Having a physical condition you can’t predict or control affects your mental wellbeing. I’ve found myself withdrawing from social activities and wanting to spend time alone. I’m not my usual juicy self and have had no interest in sex or self-pleasure. I’m staying with the pain – trying to breathe into it and separate my thoughts from it via meditation and mindfulness. A friend who is an NLP practitioner said after a bad car accident she used to set an alarm to go off every hour so she could monitor her thoughts and make sure she wasn’t spiralling into negativity.

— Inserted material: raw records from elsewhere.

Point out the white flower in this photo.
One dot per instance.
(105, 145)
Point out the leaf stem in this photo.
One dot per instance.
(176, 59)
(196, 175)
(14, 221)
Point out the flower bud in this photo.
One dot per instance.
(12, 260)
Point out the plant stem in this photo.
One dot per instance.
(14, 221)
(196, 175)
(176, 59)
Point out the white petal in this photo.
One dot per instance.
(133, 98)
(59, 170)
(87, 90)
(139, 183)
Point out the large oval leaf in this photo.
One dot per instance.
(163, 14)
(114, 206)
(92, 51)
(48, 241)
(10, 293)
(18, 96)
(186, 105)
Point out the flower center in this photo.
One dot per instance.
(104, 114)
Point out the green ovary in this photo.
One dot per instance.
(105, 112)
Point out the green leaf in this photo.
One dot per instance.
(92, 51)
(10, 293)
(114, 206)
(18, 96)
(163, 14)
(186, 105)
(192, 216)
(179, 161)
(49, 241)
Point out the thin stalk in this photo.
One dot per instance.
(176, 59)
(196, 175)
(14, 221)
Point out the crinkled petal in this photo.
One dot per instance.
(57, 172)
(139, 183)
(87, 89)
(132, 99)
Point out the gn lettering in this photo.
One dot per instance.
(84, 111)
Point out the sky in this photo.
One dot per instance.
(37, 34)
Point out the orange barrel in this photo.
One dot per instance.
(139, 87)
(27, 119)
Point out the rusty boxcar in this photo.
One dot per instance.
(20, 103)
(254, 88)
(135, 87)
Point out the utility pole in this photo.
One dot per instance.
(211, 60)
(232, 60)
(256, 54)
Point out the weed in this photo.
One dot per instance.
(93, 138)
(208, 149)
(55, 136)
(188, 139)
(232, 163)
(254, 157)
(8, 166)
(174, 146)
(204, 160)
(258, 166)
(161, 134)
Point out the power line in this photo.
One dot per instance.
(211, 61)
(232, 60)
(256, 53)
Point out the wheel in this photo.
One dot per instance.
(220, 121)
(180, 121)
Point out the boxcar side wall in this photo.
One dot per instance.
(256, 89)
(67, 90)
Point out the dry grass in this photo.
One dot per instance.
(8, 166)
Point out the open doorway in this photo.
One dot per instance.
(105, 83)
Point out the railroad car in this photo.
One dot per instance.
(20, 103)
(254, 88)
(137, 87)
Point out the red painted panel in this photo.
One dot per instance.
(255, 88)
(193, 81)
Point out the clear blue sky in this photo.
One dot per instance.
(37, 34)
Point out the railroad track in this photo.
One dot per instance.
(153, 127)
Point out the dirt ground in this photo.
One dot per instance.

Depression is a common illness affecting 1/6 of us according to the mental health charity MIND and there’s lots of support available online via a  depression helpline  . The brain chemicals norepinephrine, serotonin and dopamine (neurotransmitters) control our moods and wellbeing and an imbalance stops us taking pleasure in normal activities. This affects libido, erectile function and our ability to enjoy sex, says David MacIsaac PhD, a psychologist based in New York. Depression makes you feel disconnected from your body and also slows down the body’s systems so you won’t be as sharp to respond physically, says Christine Webber, psychotherapist and life coach. ‘There can be adverse effects on any activity that requires verve, spontaneity, good co-ordination – and that includes sex.’

So what’s the solution? I’m trying light therapy, daily walks, yoga, hydrotherapy and Epsom salt baths. Swimming helps to build up the fluid in my joints. I’m trying to slow down a little and this has forced me to take a break from the laptop. I’m nurturing myself with good food, water, aromatherapy oils and organic skincare products. Last night I went to a wonderful Tibetan soundbath, which had a deep healing effect and my left hand feels almost normal today. The sound frequencies penetrate every area of the body and alter your brainwaves so you are deeply relaxed. My Biofeedback practitioner recommended I try grounding sheets to counteract the WIFI and a copper bracelet for my joints so lots to explore.

As for sex and depression, regular cuddles and touch are a must. Massage calms the nervous system, helps the body detox and encourages healing and it doesn’t have to be sexual. Being touched and nurtured physically will build up your libido over time. Energetic quickies might not be an option but tantric slow sex is something you can find pleasure in.